望遠側を使うときは、手ブレしやすいということを忘れずに
いつもよりちょっと気をつけてカメラを持つようにしてみましょう。

三つ目のコツが背景をぼかすのに
一番大きな力を発揮してくれます。
それは「f値」を小さくすること。
「f値」というと、
聞き慣れない言葉で身構えてしまいがちですが、
レンズの穴の大きさの単位のことだと、
なんとなーく思っていてください。
f2.8やf8といったように表記されているのがf値で、
f○の、○の中の数字が小さければ小さいほど、
ピントが合う範囲が狭くなり、背景がぼけやすくなります。
難しく感じる方は、数字が小さければいいんだな、
と思っていただければ問題なしです。
f1.4ぐらいになると、
目にピントを合わせると耳はボケはじめているというくらいに
ピントの合う範囲が狭くなります。
ここまでくると1つ目や、2つ目のコツを使わなくても大丈夫。
このf値の設定だけで、
ふんわりとした写真を撮ることができるほど、
重要なことがよくわかります。
f値と似たような意味の用語で、
「絞り」というのがありますが
どちらもほとんど同じ意味。
いろいろとむずかしい専門用語の多いデジカメですが、
仕組みは意外とシンプルです。
言葉のむずかしさに惑わされずに、
「とにかくfを小さくしてみればいいんでしょ」という感じで
自分なりに理解していくことも大切だと思います。

ここからは上級者向けのアドバイス
背景をぼかすのに、f値が小さい方がいいのは確かですが、カメラの本体購入時にキットでついてくるようなズームレンズはそもそも最小f値が大きかったり、ズームの加減によって、値が変化してしまうようなものがほとんどです。
屋外で撮っているときは、キットのズームレンズでもあまり問題はないですが、室内で撮るようなときに、そのようなズームレンズを使っていると、思い通りの写真を撮ることは難しいと思います。

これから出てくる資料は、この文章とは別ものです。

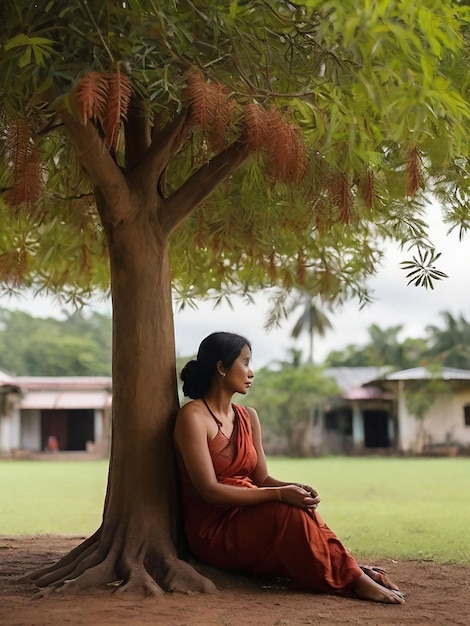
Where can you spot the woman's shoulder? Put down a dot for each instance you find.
(249, 413)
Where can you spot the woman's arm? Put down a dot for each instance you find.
(191, 436)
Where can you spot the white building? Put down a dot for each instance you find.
(39, 414)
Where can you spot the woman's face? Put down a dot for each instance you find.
(240, 376)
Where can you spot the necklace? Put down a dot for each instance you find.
(217, 421)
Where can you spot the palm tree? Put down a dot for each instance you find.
(450, 345)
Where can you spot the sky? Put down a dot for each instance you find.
(394, 303)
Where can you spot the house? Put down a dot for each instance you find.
(362, 418)
(373, 414)
(67, 414)
(444, 395)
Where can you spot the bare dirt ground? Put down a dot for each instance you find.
(438, 594)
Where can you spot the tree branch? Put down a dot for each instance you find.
(101, 168)
(166, 140)
(137, 133)
(201, 184)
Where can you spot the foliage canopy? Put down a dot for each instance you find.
(362, 105)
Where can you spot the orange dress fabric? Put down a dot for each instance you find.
(270, 539)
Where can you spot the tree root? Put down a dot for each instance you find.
(120, 567)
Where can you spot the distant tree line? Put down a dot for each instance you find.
(79, 345)
(447, 346)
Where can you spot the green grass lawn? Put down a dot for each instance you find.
(379, 507)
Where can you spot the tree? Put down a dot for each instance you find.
(312, 320)
(79, 345)
(449, 346)
(222, 107)
(383, 348)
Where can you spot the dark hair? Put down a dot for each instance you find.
(197, 373)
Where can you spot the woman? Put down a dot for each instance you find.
(236, 515)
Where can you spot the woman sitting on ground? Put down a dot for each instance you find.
(236, 515)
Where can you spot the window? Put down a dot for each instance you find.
(466, 415)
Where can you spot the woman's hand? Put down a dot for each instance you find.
(304, 497)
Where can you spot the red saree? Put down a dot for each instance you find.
(269, 539)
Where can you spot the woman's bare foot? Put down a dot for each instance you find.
(379, 575)
(367, 589)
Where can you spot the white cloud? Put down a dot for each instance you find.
(394, 304)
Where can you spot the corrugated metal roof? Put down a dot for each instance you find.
(63, 382)
(369, 392)
(65, 400)
(5, 379)
(422, 373)
(348, 378)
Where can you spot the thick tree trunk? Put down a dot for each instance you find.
(134, 549)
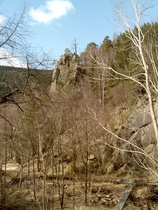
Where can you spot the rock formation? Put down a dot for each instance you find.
(67, 73)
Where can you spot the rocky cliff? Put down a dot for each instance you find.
(67, 73)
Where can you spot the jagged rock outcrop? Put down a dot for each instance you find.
(139, 131)
(67, 73)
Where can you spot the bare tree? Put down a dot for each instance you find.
(146, 76)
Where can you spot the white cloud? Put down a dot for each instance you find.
(51, 11)
(8, 59)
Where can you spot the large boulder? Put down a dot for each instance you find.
(67, 73)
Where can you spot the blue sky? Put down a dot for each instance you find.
(55, 24)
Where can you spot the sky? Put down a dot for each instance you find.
(56, 24)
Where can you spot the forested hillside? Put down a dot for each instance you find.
(84, 135)
(13, 77)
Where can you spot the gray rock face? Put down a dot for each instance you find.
(140, 131)
(67, 73)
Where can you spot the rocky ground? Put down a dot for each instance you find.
(103, 192)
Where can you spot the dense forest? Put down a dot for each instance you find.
(79, 135)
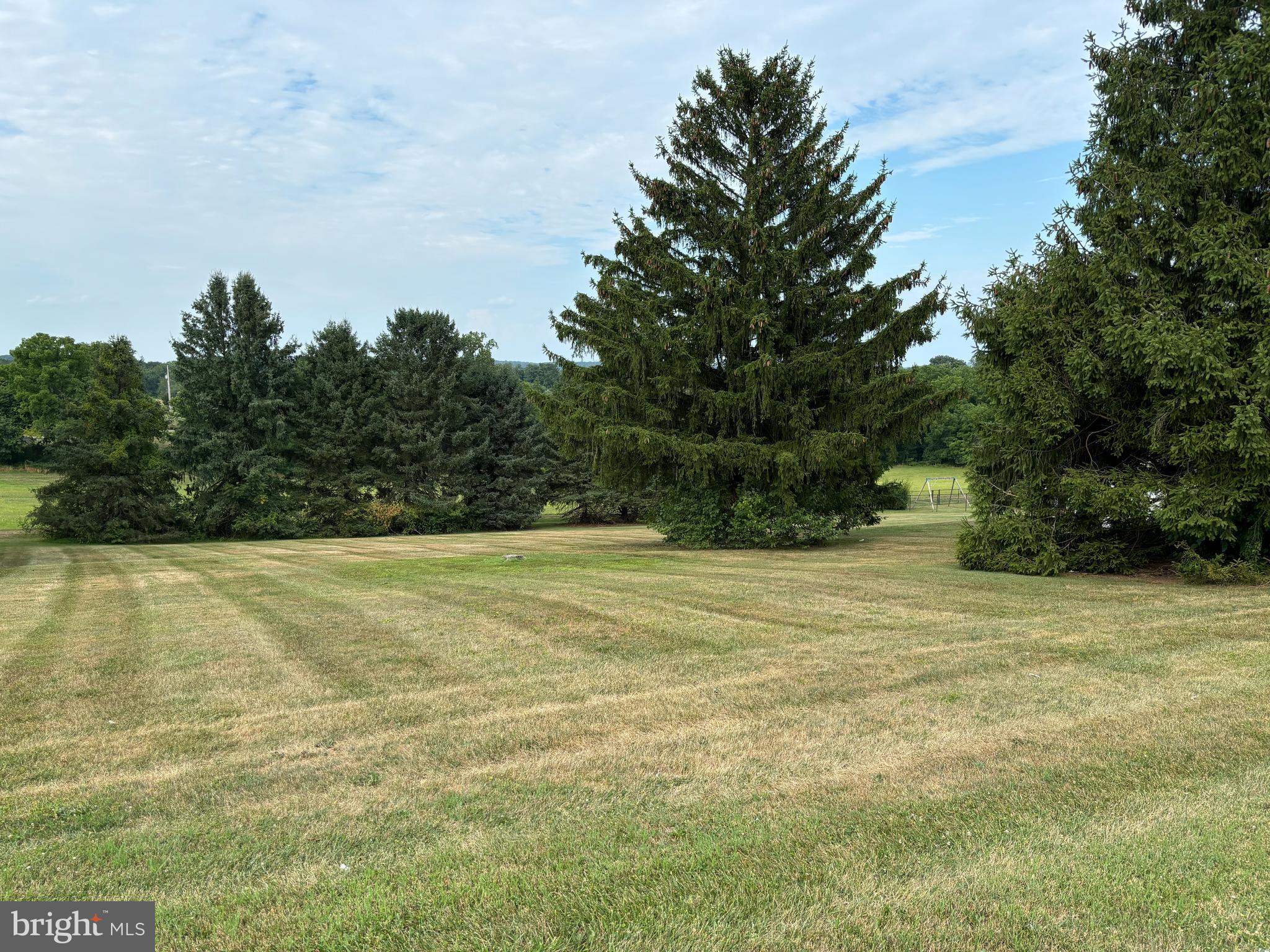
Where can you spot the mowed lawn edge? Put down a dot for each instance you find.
(404, 743)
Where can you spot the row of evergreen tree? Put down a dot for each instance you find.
(751, 366)
(420, 432)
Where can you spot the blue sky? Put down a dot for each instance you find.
(360, 157)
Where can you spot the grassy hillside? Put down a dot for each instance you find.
(916, 474)
(17, 495)
(409, 743)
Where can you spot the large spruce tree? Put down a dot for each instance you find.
(116, 483)
(744, 348)
(420, 410)
(235, 438)
(335, 391)
(1129, 364)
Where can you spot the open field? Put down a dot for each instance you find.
(18, 495)
(408, 743)
(916, 474)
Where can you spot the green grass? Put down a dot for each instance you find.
(17, 495)
(411, 743)
(916, 474)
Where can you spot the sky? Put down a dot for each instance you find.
(361, 157)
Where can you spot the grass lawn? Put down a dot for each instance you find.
(17, 495)
(916, 474)
(411, 744)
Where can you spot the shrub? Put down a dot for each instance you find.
(1197, 569)
(893, 495)
(432, 518)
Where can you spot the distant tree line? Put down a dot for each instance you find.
(751, 385)
(949, 436)
(419, 432)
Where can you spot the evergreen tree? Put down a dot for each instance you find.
(574, 488)
(505, 455)
(1129, 366)
(420, 409)
(334, 394)
(116, 483)
(235, 437)
(744, 350)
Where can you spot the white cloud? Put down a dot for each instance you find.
(443, 155)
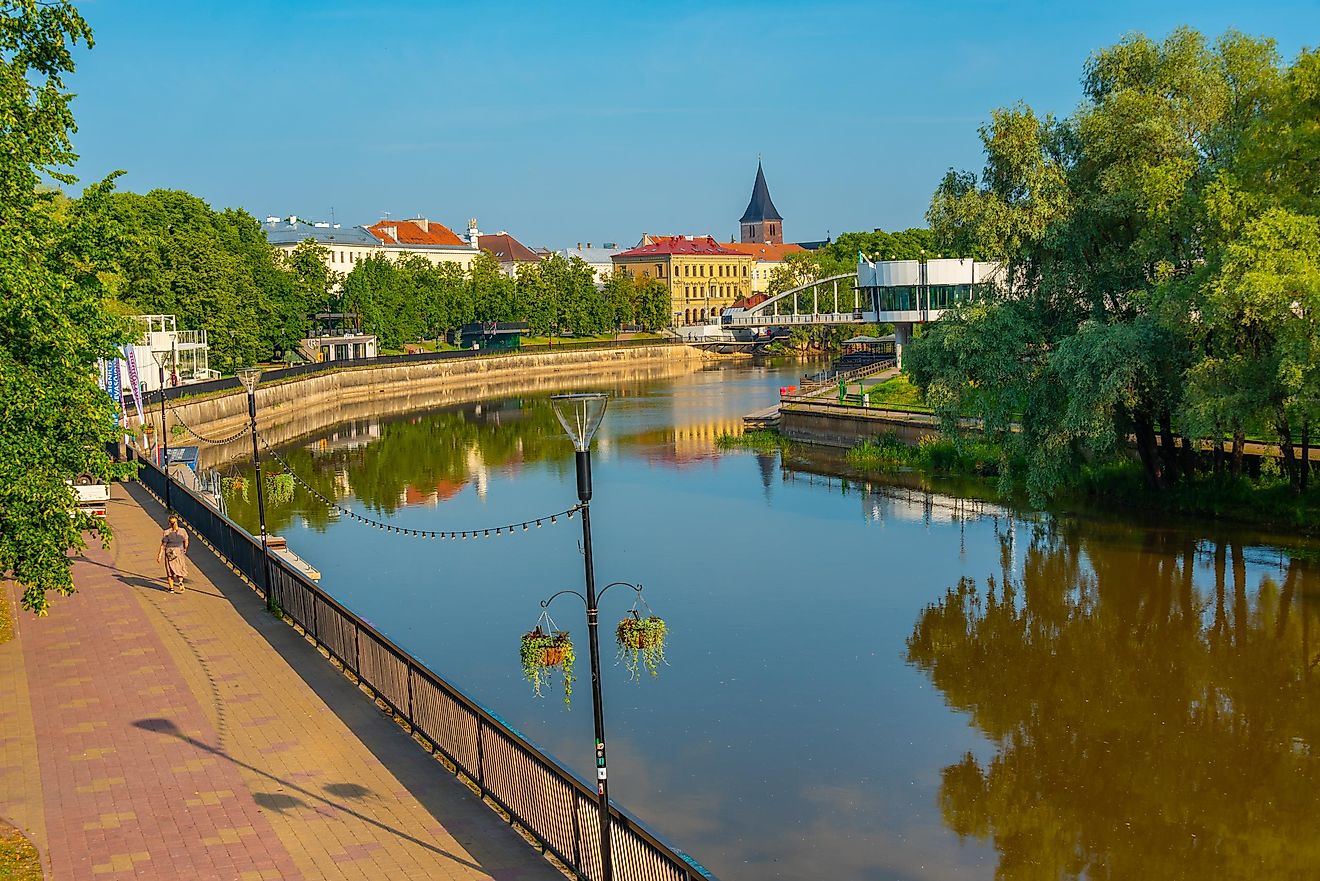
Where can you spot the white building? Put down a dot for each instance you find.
(907, 292)
(595, 258)
(182, 354)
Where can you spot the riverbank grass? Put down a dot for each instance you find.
(5, 620)
(763, 440)
(945, 456)
(19, 860)
(899, 394)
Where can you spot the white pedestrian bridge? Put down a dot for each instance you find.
(898, 292)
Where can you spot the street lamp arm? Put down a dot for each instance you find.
(545, 604)
(601, 595)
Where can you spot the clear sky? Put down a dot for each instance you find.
(566, 123)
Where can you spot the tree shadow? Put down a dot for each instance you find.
(281, 802)
(277, 802)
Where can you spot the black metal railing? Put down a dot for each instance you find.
(280, 374)
(549, 802)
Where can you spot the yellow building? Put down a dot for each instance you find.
(704, 278)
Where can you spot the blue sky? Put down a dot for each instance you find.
(566, 123)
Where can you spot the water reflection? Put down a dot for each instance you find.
(1108, 700)
(1153, 711)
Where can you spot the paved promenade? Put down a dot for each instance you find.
(153, 736)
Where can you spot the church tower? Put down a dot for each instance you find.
(760, 222)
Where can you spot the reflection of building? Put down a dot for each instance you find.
(702, 276)
(351, 436)
(444, 490)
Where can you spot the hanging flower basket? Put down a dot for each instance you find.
(642, 642)
(279, 488)
(541, 653)
(235, 485)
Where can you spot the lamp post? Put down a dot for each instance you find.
(581, 415)
(250, 377)
(161, 357)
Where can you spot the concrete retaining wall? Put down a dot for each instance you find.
(296, 407)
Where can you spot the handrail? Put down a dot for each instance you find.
(547, 799)
(280, 374)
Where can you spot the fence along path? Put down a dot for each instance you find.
(535, 791)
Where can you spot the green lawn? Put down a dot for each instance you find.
(569, 341)
(19, 860)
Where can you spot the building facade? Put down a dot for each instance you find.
(760, 222)
(702, 276)
(599, 259)
(345, 247)
(766, 259)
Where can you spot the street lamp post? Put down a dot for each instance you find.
(250, 377)
(581, 415)
(161, 357)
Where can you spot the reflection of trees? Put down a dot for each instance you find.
(1145, 727)
(419, 452)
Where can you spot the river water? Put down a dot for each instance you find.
(867, 676)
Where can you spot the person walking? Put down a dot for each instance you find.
(173, 554)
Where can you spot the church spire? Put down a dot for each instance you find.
(762, 222)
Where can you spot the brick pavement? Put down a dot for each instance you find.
(153, 736)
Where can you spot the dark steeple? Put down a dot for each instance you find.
(760, 208)
(760, 222)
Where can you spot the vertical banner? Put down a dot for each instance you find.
(114, 388)
(133, 385)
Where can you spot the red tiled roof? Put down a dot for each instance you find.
(412, 233)
(762, 251)
(679, 245)
(507, 248)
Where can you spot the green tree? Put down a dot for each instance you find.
(54, 317)
(1101, 222)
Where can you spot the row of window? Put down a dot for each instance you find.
(936, 296)
(726, 291)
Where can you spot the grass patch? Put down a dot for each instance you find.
(19, 860)
(896, 391)
(763, 440)
(933, 455)
(5, 621)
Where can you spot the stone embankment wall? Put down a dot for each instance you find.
(296, 407)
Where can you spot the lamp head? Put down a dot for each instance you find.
(250, 377)
(580, 415)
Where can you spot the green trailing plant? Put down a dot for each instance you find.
(235, 485)
(541, 653)
(279, 488)
(642, 643)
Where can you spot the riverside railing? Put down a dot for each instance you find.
(279, 374)
(557, 809)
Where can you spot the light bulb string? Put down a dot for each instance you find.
(483, 532)
(211, 441)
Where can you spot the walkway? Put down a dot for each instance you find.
(153, 736)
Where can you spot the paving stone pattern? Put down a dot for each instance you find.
(145, 735)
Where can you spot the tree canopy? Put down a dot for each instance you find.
(1160, 262)
(54, 316)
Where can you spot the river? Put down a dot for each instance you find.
(866, 678)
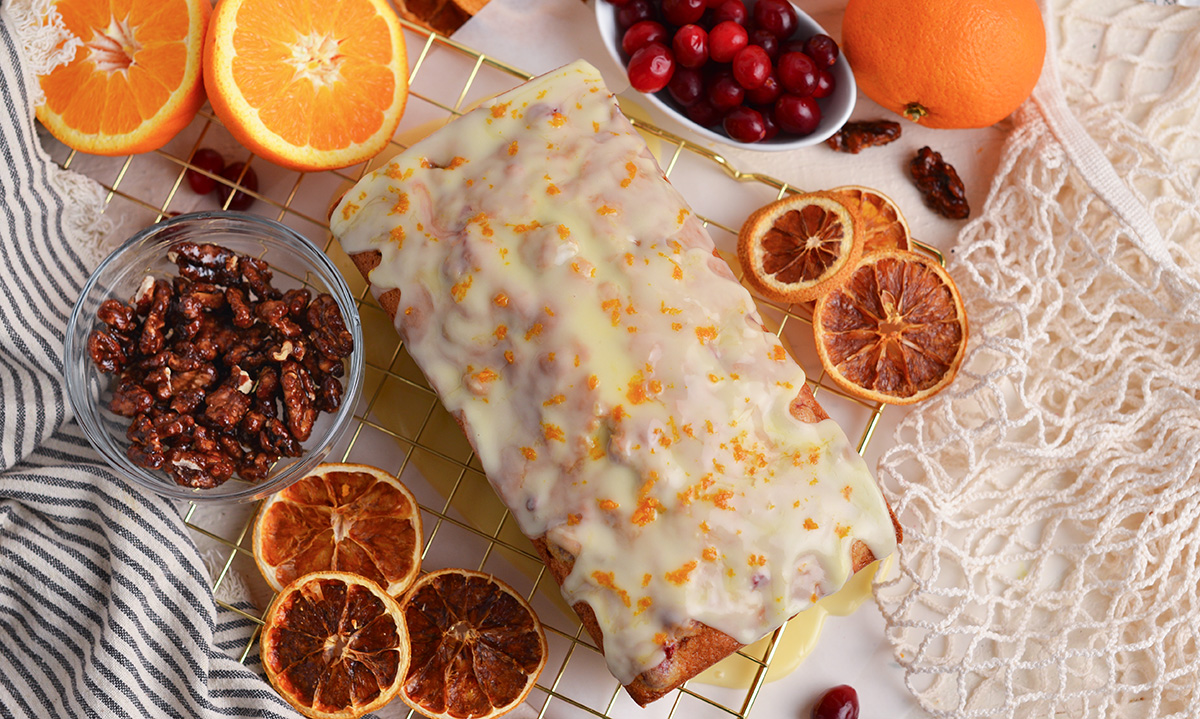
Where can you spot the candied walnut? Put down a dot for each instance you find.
(298, 399)
(243, 313)
(329, 394)
(205, 262)
(940, 185)
(856, 137)
(117, 315)
(226, 407)
(106, 351)
(329, 333)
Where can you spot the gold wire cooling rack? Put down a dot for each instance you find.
(399, 423)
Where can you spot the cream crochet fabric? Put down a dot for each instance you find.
(1051, 496)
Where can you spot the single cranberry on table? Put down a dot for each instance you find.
(633, 12)
(687, 85)
(246, 180)
(690, 46)
(797, 72)
(730, 11)
(826, 84)
(641, 35)
(822, 48)
(778, 17)
(651, 67)
(796, 114)
(682, 12)
(767, 93)
(744, 125)
(724, 91)
(725, 40)
(751, 66)
(840, 702)
(208, 160)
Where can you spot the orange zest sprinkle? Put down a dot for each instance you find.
(401, 205)
(460, 289)
(679, 576)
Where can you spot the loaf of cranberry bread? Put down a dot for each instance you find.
(660, 448)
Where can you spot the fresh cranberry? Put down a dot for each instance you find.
(682, 12)
(751, 66)
(775, 16)
(744, 125)
(690, 46)
(724, 91)
(651, 67)
(703, 113)
(633, 12)
(768, 42)
(768, 121)
(840, 702)
(641, 35)
(208, 160)
(767, 93)
(725, 40)
(732, 11)
(249, 180)
(797, 73)
(796, 114)
(822, 48)
(687, 85)
(826, 84)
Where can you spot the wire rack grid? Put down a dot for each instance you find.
(401, 426)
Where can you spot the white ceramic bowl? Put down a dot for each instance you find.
(834, 109)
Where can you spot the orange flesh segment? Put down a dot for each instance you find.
(267, 73)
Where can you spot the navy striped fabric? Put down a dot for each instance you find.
(106, 609)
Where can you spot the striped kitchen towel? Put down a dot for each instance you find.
(106, 607)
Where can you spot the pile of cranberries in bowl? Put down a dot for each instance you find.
(753, 71)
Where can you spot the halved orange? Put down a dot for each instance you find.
(797, 247)
(883, 223)
(895, 331)
(347, 517)
(335, 646)
(136, 81)
(478, 646)
(307, 85)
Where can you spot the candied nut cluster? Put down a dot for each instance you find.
(219, 371)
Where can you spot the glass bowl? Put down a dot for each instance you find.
(835, 108)
(295, 263)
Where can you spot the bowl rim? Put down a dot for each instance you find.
(606, 23)
(159, 483)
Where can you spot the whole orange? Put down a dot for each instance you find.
(946, 63)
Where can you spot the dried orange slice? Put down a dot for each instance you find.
(346, 517)
(478, 646)
(895, 331)
(135, 82)
(335, 646)
(883, 223)
(307, 85)
(798, 247)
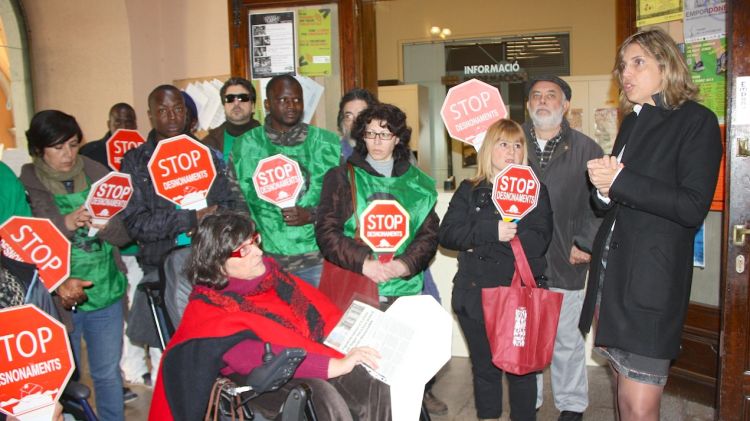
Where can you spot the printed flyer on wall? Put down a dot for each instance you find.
(707, 62)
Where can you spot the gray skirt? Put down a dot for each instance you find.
(639, 368)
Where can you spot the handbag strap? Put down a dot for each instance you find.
(353, 189)
(523, 270)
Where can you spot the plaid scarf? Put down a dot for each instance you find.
(277, 283)
(545, 155)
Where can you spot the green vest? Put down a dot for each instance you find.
(228, 144)
(415, 191)
(92, 259)
(320, 152)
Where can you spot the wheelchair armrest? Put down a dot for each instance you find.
(77, 391)
(150, 287)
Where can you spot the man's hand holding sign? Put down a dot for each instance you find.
(278, 180)
(35, 362)
(182, 171)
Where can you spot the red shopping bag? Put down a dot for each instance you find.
(521, 320)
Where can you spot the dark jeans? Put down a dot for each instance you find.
(354, 396)
(487, 378)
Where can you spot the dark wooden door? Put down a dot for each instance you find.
(734, 378)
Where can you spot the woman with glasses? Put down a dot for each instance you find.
(58, 181)
(473, 226)
(242, 299)
(380, 169)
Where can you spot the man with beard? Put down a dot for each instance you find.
(558, 154)
(288, 234)
(238, 97)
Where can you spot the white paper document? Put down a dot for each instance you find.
(413, 338)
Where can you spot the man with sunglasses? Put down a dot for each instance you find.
(289, 233)
(238, 97)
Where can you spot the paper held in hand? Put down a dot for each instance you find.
(413, 338)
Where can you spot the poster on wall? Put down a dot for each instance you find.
(272, 47)
(314, 38)
(707, 62)
(649, 12)
(704, 20)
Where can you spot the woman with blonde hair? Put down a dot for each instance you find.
(474, 227)
(654, 191)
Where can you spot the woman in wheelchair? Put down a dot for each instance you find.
(241, 300)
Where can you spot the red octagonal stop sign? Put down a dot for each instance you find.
(278, 180)
(515, 191)
(38, 241)
(470, 109)
(35, 359)
(120, 142)
(109, 195)
(384, 225)
(182, 171)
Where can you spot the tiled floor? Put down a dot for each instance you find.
(454, 385)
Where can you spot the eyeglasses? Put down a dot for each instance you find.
(369, 134)
(229, 98)
(244, 248)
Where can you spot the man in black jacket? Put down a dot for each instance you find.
(558, 154)
(121, 116)
(155, 223)
(238, 97)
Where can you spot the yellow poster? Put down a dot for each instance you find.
(650, 12)
(314, 41)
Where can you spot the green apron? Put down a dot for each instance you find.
(92, 259)
(320, 152)
(415, 192)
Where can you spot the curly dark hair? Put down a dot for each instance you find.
(354, 94)
(50, 128)
(213, 242)
(395, 122)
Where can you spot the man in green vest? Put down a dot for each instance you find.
(289, 234)
(238, 97)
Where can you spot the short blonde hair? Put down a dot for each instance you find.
(677, 86)
(501, 130)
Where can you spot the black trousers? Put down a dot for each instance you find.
(487, 378)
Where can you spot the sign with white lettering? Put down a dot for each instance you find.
(278, 180)
(35, 360)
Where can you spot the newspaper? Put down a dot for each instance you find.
(364, 325)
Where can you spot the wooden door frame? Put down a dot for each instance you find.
(357, 39)
(733, 402)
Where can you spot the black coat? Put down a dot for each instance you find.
(154, 221)
(470, 226)
(658, 201)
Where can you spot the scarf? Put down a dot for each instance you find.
(293, 137)
(549, 148)
(274, 282)
(53, 179)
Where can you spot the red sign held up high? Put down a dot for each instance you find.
(109, 196)
(515, 191)
(182, 171)
(470, 109)
(384, 225)
(38, 241)
(278, 180)
(120, 142)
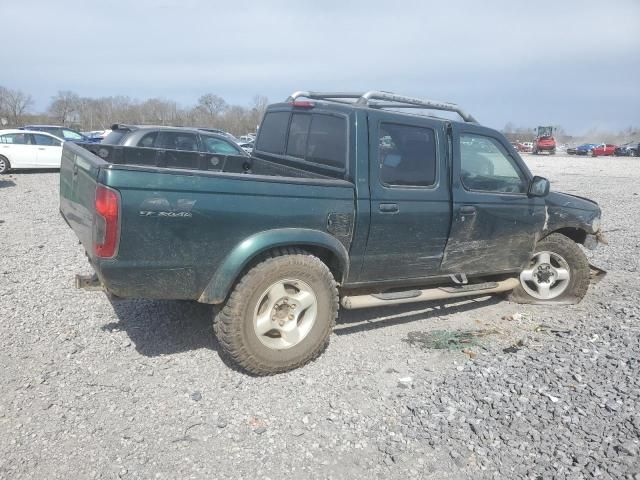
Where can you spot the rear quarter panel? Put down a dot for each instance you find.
(178, 228)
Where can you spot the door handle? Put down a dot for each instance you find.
(389, 208)
(468, 210)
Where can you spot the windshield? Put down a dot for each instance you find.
(545, 131)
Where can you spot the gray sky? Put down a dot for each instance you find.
(570, 63)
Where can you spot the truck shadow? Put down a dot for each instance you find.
(167, 327)
(159, 327)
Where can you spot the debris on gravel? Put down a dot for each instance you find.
(477, 388)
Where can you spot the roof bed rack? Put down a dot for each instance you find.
(375, 99)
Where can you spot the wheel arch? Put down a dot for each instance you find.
(252, 250)
(577, 234)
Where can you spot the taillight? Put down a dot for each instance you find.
(303, 104)
(106, 225)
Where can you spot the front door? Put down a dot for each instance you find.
(495, 223)
(410, 203)
(49, 150)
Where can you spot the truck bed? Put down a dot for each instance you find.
(183, 213)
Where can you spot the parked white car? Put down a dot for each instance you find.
(29, 149)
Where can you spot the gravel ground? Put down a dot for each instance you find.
(136, 389)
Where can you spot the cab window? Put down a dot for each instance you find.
(178, 141)
(487, 167)
(407, 155)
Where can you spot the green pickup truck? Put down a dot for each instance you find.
(352, 199)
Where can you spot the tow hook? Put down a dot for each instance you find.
(88, 282)
(592, 241)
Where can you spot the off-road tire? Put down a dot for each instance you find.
(578, 268)
(5, 166)
(233, 325)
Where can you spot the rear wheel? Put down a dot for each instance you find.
(558, 272)
(280, 315)
(5, 166)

そんな室内でのふんわり背景撮影にオススメなのが単焦点レンズ。
単焦点レンズはズームができないレンズという意味だと思ってください。
最小f値が小さいのが一番の特徴で、明るいレンズと言われることもあります。
一度使ったら病みつき、ズームにはもう戻れないという人もいるほど便利なレンズ。
f値を小さくしたら、暗い室内でも、明るく撮りやすく、ピントのシビアささえ克服すれば、シャッタースピードが速くできるのでブレにくかったり、ISO感度を上げずに済むので画質が荒れにくくなったりと、いいことづくめ。
背景もぼかしやすく、またそのぼかし方もキレイにできるものが多いため、とても「一眼レフっぽい写真」が撮りやすいレンズです。
安いものだとメーカーによっては1万円くらいで購入することができるので、未体験の方は、思い切って購入してみると、いつもの写真との違いに驚くこと間違いなしです。